Because the ED is considered a dynamic and practical service, it has been suggested that a CGA could delay the diagnosis or treatment of patients. However, older patients with cancer, particularly those admitted to the ED, need individualized care to avoid negative outcomes through targeted interventions. Some evolving interventions designed to address the needs of older people in the ED have been proposed.
In 2014, the Geriatric ED Guidelines were published with the objective of offering geriatric-friendly ED care recommendations by focusing on staffing, administration, physical environment, and leadership16. Furthermore, various models of medical care have evolved to provide information on urgent CGA application62-64.

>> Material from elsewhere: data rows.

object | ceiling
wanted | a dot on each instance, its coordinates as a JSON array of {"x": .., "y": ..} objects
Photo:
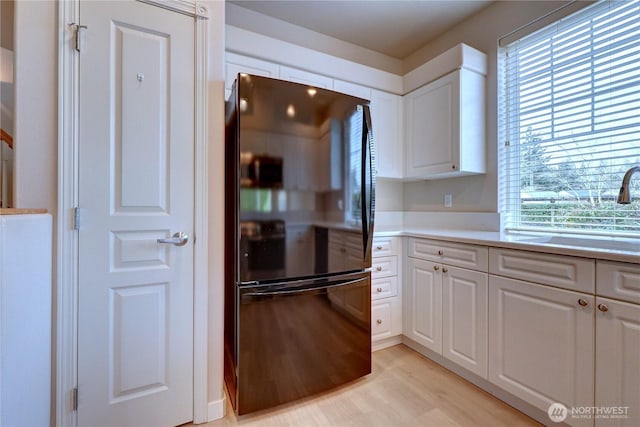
[{"x": 395, "y": 28}]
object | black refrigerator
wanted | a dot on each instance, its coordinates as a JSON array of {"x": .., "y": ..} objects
[{"x": 299, "y": 211}]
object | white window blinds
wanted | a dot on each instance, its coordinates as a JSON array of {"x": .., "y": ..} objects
[{"x": 569, "y": 123}]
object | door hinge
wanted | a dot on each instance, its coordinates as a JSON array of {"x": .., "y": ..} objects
[
  {"x": 77, "y": 28},
  {"x": 74, "y": 399},
  {"x": 76, "y": 218}
]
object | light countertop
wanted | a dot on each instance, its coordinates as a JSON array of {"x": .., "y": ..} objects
[
  {"x": 21, "y": 211},
  {"x": 607, "y": 248}
]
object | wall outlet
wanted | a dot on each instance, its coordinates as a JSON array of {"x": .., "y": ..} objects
[{"x": 448, "y": 200}]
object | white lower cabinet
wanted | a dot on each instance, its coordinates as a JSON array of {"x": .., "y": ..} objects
[
  {"x": 464, "y": 318},
  {"x": 542, "y": 344},
  {"x": 618, "y": 362},
  {"x": 446, "y": 311},
  {"x": 423, "y": 304},
  {"x": 386, "y": 305}
]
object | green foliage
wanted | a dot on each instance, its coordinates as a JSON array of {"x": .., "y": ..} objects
[{"x": 607, "y": 215}]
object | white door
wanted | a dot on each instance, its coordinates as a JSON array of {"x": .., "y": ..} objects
[
  {"x": 423, "y": 303},
  {"x": 541, "y": 344},
  {"x": 464, "y": 318},
  {"x": 136, "y": 185},
  {"x": 617, "y": 364}
]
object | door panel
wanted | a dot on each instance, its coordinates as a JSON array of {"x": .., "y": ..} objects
[
  {"x": 136, "y": 185},
  {"x": 424, "y": 304}
]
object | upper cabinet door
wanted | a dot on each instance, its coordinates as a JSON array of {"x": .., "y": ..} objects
[
  {"x": 446, "y": 127},
  {"x": 244, "y": 64},
  {"x": 305, "y": 77},
  {"x": 386, "y": 117}
]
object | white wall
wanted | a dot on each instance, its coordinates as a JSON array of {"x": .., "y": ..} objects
[
  {"x": 215, "y": 361},
  {"x": 36, "y": 105}
]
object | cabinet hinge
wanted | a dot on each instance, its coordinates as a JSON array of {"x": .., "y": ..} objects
[
  {"x": 76, "y": 218},
  {"x": 77, "y": 39},
  {"x": 74, "y": 399}
]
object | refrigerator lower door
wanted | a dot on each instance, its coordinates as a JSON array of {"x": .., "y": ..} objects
[{"x": 300, "y": 338}]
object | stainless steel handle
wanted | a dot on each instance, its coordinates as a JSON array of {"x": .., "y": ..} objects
[{"x": 178, "y": 239}]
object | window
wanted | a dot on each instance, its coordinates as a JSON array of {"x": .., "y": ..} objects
[{"x": 569, "y": 123}]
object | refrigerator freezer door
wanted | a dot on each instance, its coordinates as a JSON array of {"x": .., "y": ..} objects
[{"x": 300, "y": 338}]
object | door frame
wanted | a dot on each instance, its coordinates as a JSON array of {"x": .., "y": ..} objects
[{"x": 66, "y": 359}]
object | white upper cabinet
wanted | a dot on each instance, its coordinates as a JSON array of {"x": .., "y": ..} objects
[
  {"x": 445, "y": 125},
  {"x": 386, "y": 117}
]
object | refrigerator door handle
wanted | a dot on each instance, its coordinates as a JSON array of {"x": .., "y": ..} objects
[
  {"x": 368, "y": 183},
  {"x": 298, "y": 290}
]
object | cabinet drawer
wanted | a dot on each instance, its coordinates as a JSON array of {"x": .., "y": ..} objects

The management of the older person with cancer is complex, and even more so in an acute episode, so the initial comprehensive assessment is the key to management. The CGA has been developed to promote quality of care and improve clinical outcomes in the hospital and ED setting64,65.
Conclusion
Cancer is a complex disease that must be analyzed from several points of view, and special aspects need to be emphasized for older adults. Geriatric assessment can potentially identify and comanage older adults at highest risk of serious complications or emergencies, presenting as geriatric syndromes at the emergency setting. The beneficial effects of a geriatric approach in the management of older patients with cancer, through guided interventions, are key and essential for the improvement of clinical outcomes and cancer care.
Understanding the unique presentation of older patients with cancer who experience oncologic and geriatric complications and emergencies and designing future research studies that accurately reflect their needs and proper management is critical.